Oft werde ich gefragt, welche Alm nun die schönste, die beste, meine liebste gewesen sei. Doch die gibt es nicht. Jede Alm hat ihre Vorzüge, und für mich ist jede Alm zu ihrer Zeit die richtige. Auch ich bin ja nicht jedes Jahr dieselbe – ich verändere mich, habe andere Ansprüche, andere Vorlieben und Erwartungen. Ich bin dankbar für jede Alm, die ich kennenlernen darf.
Mindestens zwei Sommer auf derselben Alm zu sein, das war in jedem Fall sehr wichtig für mich. Im ersten Sommer muss man ja das Almgebiet, die Bauern, die Tiere und die Gegebenheiten auf dem Berg und um die Hütte kennenlernen. Im zweiten Sommer weiß ich schon, wie alles abläuft, und kann aktiv meine Schwerpunkte setzen, mein persönliches Almjahr gestalten.
Jedes Almgebiet fordert Vieh und Sennerleute auf andere Art, jeder Almbauer ist anders gestrickt. Die Hütten sind unterschiedlich ausgestattet, die Lage ist total verschieden: mal ausgesetzt und windig, mit weiter Sicht, oder geduckt in einer Mulde, mal einsam, mal mehr oder weniger frequentiert.
Bei jeder neuen Alm sage ich spontan: Wow, das ist meine Traumalm, genau so wollte ich das jetzt haben! Und für den Moment, für die Saison, passt es exakt für mich. Ich lasse mich immer ganz auf eine neue Alm ein. Aber je mehr Erfahrung ich habe, desto mehr kann ich natürlich auch selbst einbringen in das Almleben. Von meinen Kenntnissen profitieren ja neben mir auch die Tiere und die Bauersleute.
Die Krottenthaler Alm ist meine dritte Station, nicht nur hoch gelegen, sondern auch die erste ohne Strom.

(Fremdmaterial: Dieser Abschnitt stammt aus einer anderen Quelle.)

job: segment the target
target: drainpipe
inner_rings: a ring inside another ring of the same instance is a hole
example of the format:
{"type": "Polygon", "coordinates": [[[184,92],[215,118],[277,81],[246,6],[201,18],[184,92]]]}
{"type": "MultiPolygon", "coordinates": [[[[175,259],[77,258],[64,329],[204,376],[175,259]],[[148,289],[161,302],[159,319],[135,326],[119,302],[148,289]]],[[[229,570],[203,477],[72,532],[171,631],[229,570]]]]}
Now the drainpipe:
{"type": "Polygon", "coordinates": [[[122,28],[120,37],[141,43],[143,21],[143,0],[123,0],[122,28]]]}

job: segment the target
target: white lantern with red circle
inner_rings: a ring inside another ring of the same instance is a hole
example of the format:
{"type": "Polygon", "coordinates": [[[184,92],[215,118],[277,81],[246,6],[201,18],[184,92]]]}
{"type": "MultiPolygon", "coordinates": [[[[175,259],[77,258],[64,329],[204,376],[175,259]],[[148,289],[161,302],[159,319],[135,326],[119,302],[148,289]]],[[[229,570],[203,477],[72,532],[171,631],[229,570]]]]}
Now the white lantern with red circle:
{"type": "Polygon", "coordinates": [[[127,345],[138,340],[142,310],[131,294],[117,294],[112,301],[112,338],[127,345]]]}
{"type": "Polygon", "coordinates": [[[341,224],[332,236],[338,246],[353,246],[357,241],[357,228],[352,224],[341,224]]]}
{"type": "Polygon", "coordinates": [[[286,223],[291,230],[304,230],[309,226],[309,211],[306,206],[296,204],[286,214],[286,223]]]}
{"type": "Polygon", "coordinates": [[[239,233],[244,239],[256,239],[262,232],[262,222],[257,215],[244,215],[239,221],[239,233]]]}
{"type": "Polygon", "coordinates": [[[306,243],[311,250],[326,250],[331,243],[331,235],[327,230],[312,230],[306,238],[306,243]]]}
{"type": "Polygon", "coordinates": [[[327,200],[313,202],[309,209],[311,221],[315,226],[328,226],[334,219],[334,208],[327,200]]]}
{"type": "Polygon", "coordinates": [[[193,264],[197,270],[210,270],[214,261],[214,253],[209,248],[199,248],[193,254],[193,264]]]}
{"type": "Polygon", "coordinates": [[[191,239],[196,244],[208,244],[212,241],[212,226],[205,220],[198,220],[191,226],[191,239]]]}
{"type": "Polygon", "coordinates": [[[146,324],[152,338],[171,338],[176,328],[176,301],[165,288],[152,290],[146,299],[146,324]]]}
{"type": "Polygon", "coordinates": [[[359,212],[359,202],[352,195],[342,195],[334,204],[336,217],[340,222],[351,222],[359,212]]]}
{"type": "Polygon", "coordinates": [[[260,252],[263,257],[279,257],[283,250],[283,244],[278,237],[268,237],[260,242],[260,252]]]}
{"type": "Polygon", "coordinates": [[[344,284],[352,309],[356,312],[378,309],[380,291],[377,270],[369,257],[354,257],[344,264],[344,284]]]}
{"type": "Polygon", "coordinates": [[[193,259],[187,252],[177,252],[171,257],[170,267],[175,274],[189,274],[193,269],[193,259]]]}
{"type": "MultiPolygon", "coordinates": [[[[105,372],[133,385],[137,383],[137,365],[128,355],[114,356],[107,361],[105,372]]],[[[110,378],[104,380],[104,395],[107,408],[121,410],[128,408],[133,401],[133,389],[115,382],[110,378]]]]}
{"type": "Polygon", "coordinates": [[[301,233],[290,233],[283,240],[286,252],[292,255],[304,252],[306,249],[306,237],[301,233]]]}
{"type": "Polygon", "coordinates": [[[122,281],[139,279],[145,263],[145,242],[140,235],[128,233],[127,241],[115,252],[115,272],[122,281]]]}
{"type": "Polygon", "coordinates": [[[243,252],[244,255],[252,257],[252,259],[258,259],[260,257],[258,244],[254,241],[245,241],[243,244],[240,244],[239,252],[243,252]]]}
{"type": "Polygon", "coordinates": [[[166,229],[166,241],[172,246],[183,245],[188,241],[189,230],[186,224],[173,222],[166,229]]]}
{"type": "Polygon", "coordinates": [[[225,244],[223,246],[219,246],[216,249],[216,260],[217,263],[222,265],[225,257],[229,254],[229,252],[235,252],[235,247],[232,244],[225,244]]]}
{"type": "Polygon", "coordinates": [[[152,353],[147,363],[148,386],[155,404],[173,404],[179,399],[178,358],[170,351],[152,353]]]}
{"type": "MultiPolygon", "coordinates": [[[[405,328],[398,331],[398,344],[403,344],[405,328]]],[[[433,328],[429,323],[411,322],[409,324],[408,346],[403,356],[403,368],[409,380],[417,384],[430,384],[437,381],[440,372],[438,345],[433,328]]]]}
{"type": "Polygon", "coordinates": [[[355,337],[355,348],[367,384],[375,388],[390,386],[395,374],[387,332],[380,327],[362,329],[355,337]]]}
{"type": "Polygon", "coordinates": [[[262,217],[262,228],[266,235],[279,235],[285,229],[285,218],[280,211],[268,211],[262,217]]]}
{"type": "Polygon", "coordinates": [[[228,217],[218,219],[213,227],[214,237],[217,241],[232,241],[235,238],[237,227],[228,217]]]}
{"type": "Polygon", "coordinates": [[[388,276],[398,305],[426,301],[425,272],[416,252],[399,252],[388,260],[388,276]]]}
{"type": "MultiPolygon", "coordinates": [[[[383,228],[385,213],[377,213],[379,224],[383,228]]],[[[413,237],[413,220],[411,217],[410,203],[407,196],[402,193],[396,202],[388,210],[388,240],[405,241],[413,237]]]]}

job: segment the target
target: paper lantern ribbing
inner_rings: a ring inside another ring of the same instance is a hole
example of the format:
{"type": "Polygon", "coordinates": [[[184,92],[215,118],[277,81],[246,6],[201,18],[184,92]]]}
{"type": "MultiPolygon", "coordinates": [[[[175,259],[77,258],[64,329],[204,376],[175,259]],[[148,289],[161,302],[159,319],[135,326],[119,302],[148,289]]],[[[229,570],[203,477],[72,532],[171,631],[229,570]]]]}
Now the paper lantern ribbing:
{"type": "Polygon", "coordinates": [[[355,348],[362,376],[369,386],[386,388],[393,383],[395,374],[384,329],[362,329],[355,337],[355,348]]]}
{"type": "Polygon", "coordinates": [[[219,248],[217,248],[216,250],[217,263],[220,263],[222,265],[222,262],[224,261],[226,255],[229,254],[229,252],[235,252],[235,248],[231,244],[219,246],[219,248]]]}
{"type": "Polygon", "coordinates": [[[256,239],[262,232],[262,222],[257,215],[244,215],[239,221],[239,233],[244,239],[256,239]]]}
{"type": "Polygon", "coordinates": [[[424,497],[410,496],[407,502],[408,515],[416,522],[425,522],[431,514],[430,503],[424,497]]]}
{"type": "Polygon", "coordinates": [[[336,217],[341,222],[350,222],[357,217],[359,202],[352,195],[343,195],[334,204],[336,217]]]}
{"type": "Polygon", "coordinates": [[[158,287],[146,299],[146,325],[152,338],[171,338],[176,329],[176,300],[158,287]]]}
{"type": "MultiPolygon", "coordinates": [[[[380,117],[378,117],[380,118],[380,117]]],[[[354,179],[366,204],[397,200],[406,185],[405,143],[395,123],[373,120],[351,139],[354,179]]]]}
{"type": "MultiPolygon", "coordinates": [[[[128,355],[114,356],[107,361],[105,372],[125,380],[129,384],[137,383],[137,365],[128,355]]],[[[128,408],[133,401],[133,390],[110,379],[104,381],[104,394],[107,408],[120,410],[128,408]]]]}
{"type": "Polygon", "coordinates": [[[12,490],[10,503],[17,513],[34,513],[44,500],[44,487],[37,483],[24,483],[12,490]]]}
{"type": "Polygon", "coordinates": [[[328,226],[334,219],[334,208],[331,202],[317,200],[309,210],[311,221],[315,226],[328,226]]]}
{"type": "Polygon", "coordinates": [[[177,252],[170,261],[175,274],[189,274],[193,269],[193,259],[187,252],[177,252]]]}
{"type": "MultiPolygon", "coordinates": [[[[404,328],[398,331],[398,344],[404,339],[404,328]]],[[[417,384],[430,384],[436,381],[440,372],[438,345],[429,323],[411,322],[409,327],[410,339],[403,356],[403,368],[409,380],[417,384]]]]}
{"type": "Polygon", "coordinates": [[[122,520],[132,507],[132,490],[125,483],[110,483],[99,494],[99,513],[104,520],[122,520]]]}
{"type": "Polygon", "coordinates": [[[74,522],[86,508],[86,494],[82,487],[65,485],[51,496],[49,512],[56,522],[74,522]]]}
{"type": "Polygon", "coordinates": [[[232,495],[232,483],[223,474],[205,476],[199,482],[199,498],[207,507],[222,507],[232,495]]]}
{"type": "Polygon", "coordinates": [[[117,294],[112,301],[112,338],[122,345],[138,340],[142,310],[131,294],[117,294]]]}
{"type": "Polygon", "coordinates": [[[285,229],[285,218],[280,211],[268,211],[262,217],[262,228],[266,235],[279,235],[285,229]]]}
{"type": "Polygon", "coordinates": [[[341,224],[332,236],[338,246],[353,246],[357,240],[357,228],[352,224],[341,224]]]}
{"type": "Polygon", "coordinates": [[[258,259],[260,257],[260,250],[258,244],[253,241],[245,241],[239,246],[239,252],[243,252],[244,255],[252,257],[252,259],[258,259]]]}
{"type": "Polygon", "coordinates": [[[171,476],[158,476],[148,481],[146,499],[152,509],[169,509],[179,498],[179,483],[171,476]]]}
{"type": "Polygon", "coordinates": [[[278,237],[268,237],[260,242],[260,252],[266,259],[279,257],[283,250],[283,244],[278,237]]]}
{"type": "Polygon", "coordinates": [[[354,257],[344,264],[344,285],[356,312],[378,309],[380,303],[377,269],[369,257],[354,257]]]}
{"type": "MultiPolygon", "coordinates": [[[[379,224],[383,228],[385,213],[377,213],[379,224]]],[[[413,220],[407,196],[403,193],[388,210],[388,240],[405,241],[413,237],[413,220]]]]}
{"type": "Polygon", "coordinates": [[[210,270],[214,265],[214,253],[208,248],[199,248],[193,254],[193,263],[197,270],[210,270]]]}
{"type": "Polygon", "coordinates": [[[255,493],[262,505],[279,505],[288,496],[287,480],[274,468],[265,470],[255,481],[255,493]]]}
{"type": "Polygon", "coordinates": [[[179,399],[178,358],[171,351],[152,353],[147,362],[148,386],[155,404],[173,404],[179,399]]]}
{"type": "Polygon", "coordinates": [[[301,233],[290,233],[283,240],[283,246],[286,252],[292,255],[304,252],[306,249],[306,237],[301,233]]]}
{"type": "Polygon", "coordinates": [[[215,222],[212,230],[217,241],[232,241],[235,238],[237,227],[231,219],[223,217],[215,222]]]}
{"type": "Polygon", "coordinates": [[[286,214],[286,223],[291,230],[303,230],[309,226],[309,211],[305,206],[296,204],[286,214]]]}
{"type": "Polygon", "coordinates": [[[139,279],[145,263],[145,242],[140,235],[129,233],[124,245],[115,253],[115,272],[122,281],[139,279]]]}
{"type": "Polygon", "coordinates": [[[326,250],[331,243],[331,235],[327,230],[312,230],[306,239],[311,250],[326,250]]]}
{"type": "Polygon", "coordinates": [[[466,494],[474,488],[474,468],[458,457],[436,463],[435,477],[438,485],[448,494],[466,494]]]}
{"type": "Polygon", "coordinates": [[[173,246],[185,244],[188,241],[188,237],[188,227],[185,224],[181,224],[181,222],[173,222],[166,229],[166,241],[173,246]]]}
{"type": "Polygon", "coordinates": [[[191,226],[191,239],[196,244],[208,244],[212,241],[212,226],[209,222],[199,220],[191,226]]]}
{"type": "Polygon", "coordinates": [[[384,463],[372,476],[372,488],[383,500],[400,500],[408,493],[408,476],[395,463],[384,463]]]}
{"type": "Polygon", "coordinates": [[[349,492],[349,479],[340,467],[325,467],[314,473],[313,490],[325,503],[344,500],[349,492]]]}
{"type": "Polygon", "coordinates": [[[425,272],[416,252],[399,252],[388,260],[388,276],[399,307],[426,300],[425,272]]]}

Die Krottenthaler Alm. Meine kleine Hütte liegt geschützt in einem weiten Kessel, der nach Norden von der 1759 Meter hohen Aiplspitz begrenzt wird.
AUF DER RAMPOLDALM
Die Rampoldalm in Sichtweite des Wendelsteins war meine erste Erfahrung und eine gute Schule. In traumhafter Lage – mit weitem Blick über den gesamten Chiemgau, wie auf einem »Balkon« der Berge hoch über Wiesen, Wäldern und Seen – genoss ich meine ersten Almsommer, durchlebte aber auch Momente der Verzweiflung und Tage der kompletten Überlastung. Täglich die Milchmengen von zwei glücklichen Milchkühen verarbeiten, in stundenlangen Wanderungen fünfzig Stück Jungvieh auf einer riesigen Almfläche rund um den Berggipfel finden und zählen, viele Wanderer bewirten, die ersten zaghaften Versuche, eigenen Käse zu machen, buttern, Topfen herstellen, Brot backen, schwenden – also Disteln und sonstigen unerwünschten Bewuchs entfernen –, Brennnesseln mähen, Stall und Hütte sauberhalten, vier Monate lang jeden Tag um halb fünf aufstehen und meist nicht vor Mitternacht zum Schlafen kommen – und dabei noch Rückschläge verkraften zu müssen wie eine tödlich abgestürzte Kalbin, eine verrückte Ziegenherde, versiegende Brunnen im Hochsommer und Schnee im Juni –, all das forderte mich ungemein und zeigte mir neben der Härte des Almlebens auch meine eigenen Grenzen auf.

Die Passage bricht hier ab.